Shahani made six feature films and several documentaries and shorts — most of which are obscure — including some facing the threat of getting destroyed due to lack of preservation. The films being shown at the retrospective haven’t been shown in the city for years.
The Kumar Shahani Legacy, will see guest speakers such as Rajat Kapoor (he made his debut as an actor in Shahani’s Khayal Gatha ), filmmaker Arun Khopkar, and actor Praba Mahajan (the lead actress of Maya Darpan who married the film’s cinematographer KK Mahajan after they met on the film’s sets). According to many film historians and scholars, Mahajan is to Shahani what Subrata Mitra is to Satyajit Ray. They sang as one voice, an emotional Shahani had said after Mahajan passed away.
One of the focuses of the event is that it highlights Shahani’s role as a film scholar and a teacher. “Apart from Tagore, Ritwik Ghatak, Satyajit Ray and Mani Kaul, we don’t have too many artists writing on aesthetics. Kumar was another exception who was interested in theoretical intervention,” Mr Rajadhyaksha says.

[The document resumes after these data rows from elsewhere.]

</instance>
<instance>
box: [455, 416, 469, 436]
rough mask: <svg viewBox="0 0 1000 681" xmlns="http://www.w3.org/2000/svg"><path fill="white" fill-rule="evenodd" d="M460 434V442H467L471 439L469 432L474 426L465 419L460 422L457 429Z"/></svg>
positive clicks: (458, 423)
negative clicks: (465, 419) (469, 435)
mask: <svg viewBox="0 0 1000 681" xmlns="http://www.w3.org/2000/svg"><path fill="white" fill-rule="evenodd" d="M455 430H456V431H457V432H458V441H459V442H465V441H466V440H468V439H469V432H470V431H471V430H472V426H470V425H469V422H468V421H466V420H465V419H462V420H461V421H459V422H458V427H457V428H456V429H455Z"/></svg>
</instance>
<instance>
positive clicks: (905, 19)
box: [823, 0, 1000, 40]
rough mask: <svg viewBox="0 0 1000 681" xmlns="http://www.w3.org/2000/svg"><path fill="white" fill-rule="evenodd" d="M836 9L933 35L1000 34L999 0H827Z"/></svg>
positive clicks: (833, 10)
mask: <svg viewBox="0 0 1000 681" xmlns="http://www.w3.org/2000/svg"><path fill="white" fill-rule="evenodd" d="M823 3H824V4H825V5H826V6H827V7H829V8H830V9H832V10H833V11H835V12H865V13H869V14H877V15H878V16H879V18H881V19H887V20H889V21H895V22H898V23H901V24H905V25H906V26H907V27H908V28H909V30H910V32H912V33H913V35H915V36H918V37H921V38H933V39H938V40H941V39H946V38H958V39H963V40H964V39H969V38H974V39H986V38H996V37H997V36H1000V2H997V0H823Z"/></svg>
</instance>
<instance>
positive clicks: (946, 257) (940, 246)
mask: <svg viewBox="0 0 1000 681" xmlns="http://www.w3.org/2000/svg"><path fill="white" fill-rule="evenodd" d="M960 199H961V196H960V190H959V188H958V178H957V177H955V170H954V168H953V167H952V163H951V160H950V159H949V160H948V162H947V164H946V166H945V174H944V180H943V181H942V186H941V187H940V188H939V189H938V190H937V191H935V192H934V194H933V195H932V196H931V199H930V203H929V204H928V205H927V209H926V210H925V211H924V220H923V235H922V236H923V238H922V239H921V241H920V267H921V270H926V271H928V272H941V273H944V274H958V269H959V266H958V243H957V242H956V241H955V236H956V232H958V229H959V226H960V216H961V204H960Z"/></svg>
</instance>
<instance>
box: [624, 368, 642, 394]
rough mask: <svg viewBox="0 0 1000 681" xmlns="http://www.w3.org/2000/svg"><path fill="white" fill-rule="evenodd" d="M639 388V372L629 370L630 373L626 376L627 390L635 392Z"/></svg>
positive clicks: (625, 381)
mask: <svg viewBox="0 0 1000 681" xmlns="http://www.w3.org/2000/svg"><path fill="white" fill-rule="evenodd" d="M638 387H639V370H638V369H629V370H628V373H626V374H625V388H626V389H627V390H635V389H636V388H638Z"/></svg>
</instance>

As someone who sees cinema as an art form and not a commodity, Shahani’s films were more about the experience than about the story. “Story would be a tiny part of what he wanted to do with film. It’s more of a narrative to him, a more complex, inclusive category that is a sum total of the cinematic experience that includes colours, overtones, texture,” says Mr. Rajadhyaksha.